After doing the AICPA’s CAT, the employee and Wright talk about which on-the-job experience and CPE programs will best address any needed improvement areas the CAT identified. She then implements the appropriate plan for her staff members. Wright says CAT has made the HR function for the 24 people in her firm more efficient and greatly helped with the process of planning their professional development. “One new employee commented that it made the next step clearer,” she says.

Steve Cooper, CPA, is a junior auditor and one of Wright’s employees at Hereford Lynch. Cooper found the CAT Audit model “a humbling experience,” but says it pinpointed areas for improvement. Cooper says he’s addressing those areas with guidance from supervisor Wright. He completed a major career milestone by passing the CPA examination and meeting his state’s certification requirements. With about two years of experience in audits of local governments, financial institutions and other organizations—including exposure to many phases of the audit process—he is optimistic about his prospects for success in the accounting profession.

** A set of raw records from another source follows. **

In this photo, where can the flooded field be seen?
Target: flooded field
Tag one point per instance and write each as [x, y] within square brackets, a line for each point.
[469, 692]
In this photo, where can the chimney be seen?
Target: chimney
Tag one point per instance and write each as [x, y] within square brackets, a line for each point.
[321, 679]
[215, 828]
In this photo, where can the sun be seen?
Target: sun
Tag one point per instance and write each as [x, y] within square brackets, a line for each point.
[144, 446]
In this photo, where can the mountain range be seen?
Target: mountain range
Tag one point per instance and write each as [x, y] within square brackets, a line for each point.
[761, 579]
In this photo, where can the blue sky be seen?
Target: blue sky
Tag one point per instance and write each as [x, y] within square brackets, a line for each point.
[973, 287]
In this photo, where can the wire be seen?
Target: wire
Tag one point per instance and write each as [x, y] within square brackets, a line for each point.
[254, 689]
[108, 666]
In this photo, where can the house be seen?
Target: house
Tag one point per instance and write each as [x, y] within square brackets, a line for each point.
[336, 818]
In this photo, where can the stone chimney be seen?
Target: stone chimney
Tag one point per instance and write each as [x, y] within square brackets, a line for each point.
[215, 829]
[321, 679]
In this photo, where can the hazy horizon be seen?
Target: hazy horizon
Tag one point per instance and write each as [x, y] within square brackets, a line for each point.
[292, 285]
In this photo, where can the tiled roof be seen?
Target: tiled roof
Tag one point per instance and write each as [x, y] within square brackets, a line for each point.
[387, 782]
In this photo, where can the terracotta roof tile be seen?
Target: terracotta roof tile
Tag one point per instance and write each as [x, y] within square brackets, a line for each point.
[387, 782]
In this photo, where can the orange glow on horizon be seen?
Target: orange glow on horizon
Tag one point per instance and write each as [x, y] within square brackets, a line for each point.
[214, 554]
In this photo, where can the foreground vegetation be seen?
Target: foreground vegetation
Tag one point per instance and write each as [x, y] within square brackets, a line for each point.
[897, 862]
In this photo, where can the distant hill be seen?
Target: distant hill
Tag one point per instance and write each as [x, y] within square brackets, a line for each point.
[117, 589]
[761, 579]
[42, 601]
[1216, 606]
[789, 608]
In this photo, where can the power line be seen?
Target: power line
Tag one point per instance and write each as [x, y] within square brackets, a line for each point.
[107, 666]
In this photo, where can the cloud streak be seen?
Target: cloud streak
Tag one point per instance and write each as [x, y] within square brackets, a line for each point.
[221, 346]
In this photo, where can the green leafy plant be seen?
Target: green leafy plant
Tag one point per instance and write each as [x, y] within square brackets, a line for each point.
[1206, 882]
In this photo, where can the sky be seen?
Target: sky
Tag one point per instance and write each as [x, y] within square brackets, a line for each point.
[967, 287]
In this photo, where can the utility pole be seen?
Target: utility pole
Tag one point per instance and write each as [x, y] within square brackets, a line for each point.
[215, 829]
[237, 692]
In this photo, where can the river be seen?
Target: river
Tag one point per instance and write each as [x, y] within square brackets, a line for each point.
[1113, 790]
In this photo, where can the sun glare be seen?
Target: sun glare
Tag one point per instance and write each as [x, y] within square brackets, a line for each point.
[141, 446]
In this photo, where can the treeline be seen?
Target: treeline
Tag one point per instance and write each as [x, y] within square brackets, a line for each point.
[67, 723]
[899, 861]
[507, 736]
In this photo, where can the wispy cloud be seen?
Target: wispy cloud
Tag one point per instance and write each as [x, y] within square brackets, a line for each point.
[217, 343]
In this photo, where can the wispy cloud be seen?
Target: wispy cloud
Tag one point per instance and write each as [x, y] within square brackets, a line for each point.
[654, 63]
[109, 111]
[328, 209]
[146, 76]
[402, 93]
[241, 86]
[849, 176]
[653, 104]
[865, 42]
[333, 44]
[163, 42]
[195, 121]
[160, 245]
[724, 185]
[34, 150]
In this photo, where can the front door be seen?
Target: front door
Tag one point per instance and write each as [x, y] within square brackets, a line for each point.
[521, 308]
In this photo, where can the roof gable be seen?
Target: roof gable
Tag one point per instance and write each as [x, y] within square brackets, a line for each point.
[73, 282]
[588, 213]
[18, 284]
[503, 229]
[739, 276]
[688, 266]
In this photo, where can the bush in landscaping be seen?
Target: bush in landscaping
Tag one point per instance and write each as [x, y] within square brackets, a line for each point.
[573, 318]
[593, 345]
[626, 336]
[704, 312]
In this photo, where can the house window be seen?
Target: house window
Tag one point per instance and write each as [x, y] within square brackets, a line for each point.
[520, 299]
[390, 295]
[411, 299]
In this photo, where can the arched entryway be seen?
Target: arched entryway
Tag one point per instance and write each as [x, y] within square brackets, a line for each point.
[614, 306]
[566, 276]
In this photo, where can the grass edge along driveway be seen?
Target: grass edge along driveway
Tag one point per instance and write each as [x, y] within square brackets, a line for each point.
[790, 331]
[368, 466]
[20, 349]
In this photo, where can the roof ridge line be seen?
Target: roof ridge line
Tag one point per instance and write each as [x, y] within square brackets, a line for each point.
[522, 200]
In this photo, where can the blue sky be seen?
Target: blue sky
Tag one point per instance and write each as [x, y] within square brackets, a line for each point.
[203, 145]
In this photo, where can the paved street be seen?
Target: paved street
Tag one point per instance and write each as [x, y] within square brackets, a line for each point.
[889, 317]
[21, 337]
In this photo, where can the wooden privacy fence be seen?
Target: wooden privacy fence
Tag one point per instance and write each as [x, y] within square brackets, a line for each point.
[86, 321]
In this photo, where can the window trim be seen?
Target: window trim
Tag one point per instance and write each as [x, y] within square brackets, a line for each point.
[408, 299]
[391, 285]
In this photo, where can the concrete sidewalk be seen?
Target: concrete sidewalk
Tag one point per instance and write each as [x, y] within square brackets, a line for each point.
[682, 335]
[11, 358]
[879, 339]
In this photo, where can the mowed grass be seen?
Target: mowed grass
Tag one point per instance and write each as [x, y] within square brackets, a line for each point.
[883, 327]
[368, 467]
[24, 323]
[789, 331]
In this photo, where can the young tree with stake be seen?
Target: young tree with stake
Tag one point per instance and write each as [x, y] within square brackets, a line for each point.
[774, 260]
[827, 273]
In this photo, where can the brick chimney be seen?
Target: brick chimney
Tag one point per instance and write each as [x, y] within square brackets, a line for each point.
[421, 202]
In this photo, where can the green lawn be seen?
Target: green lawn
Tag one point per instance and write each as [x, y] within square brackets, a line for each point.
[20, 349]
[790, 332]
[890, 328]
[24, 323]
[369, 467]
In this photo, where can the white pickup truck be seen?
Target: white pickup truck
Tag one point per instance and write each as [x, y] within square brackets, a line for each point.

Pat Brady, JD, national director of forensic services at the Chicago office of Clifton Gunderson LLP, says the Fraud Prevention, Detection and Investigation model “defined the levels of competency very well” and was “easy to navigate.” Brady formerly served as fraud and financial crimes prosecutor with the fraud section of the U.S. Department of Justice in Washington, D.C., and the Cook County State’s Attorney’s Office in Chicago. Brady had selected the most advanced level profile and says that while the model confirmed many skill sets, it “crystallized what I need to know.” The assessment process “opened my eyes to areas to develop further, such as long-range strategic planning,” he says. “You have to be honest with yourself; that’s what makes it useful.”